Re: The future of Parquet development for Arrow Rust?

Posted by Wes McKinney <we...@gmail.com>.

Here was the last discussion about this 6 months ago

https://github.com/apache/parquet-testing/pull/9

I saw another PR come through like this so that's why I'm bringing it up again

https://github.com/apache/parquet-testing/pull/11

On Tue, Mar 31, 2020 at 9:08 AM Andy Grove <an...@gmail.com> wrote:
>
> Hi Wes,
>
> I agree that this is important. I have been looking at the Parquet
> implementation this morning and I do see code for writing files., along
> with roundtrip tests As you said, It isn't writing from Arrow types yet but
> I would hope that this would be relatively simple to add. I don't know how
> complete the Parquet writer code is. It would be useful to get some
> guidance from the main authors of this crate.
>
> I'd be happy to create some JIRAs and try and help organize an effort here
> for the next release.
>
> Andy.
>
>
>
>
>
>
>
>
>
> On Mon, Mar 30, 2020 at 6:07 PM Wes McKinney <we...@gmail.com> wrote:
>
> > hi folks,
> >
> > More than a year has passed since the Parquet Rust project joined
> > forces with Apache Arrow.
> >
> > I raised this issue in the past, but the project still cannot write
> > files originating from Arrow records. In my opinion, this creates
> > sustainability / development scalability problems for the ongoing
> > development of the project. In particular, testing has to rely on
> > binary files either pre-generated or generated by another library.
> > This makes everything harder (testing, feature development,
> > benchmarking, and so forth) and increases the chance of failing to
> > cover edge cases.
> >
> > Looking back on over 4 years of C++ Parquet development, I doubt we
> > could have gotten the project to where it is now without a writer
> > implementation moving together with the reader. For example, we've had
> > to deal with issues arising in very large files (e.g. BinaryArray
> > overflows), and in many cases it would not be practical to store a
> > pre-generated file exhibiting some of these problems.
> >
> > Of course, as a volunteer driven effort no one can be forced to
> > implement a writer, but since a good amount of time has passed I feel
> > I need to raise awareness of the issue again to see if an effort might
> > be mobilized, since this also impacts people who might come to rely on
> > this code in production. Given the importance of Parquet in current
> > times, having a rock solid Parquet library will likely become
> > essential to sustained adoption of the Arrow Rust project (it has
> > certainly been very important for C++/Python/R adoption).
> >
> > best,
> > Wes
> >

Re: The future of Parquet development for Arrow Rust?

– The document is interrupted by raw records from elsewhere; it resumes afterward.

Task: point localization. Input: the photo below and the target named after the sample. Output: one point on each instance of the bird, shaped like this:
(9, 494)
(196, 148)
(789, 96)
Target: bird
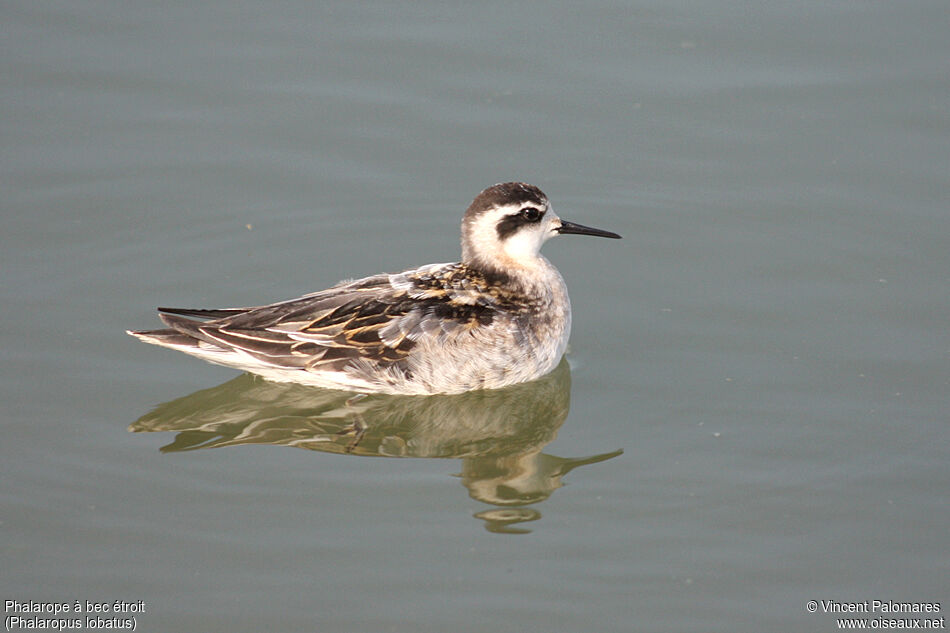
(499, 317)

Posted by Andy Grove <an...@gmail.com>.

Hi Wes,

I agree that this is important. I have been looking at the Parquet
implementation this morning and I do see code for writing files., along
with roundtrip tests As you said, It isn't writing from Arrow types yet but
I would hope that this would be relatively simple to add. I don't know how
complete the Parquet writer code is. It would be useful to get some
guidance from the main authors of this crate.

I'd be happy to create some JIRAs and try and help organize an effort here
for the next release.

Andy.









On Mon, Mar 30, 2020 at 6:07 PM Wes McKinney <we...@gmail.com> wrote:

> hi folks,
>
> More than a year has passed since the Parquet Rust project joined
> forces with Apache Arrow.
>
> I raised this issue in the past, but the project still cannot write
> files originating from Arrow records. In my opinion, this creates
> sustainability / development scalability problems for the ongoing
> development of the project. In particular, testing has to rely on
> binary files either pre-generated or generated by another library.
> This makes everything harder (testing, feature development,
> benchmarking, and so forth) and increases the chance of failing to
> cover edge cases.
>
> Looking back on over 4 years of C++ Parquet development, I doubt we
> could have gotten the project to where it is now without a writer
> implementation moving together with the reader. For example, we've had
> to deal with issues arising in very large files (e.g. BinaryArray
> overflows), and in many cases it would not be practical to store a
> pre-generated file exhibiting some of these problems.
>
> Of course, as a volunteer driven effort no one can be forced to
> implement a writer, but since a good amount of time has passed I feel
> I need to raise awareness of the issue again to see if an effort might
> be mobilized, since this also impacts people who might come to rely on
> this code in production. Given the importance of Parquet in current
> times, having a rock solid Parquet library will likely become
> essential to sustained adoption of the Arrow Rust project (it has
> certainly been very important for C++/Python/R adoption).
>
> best,
> Wes
>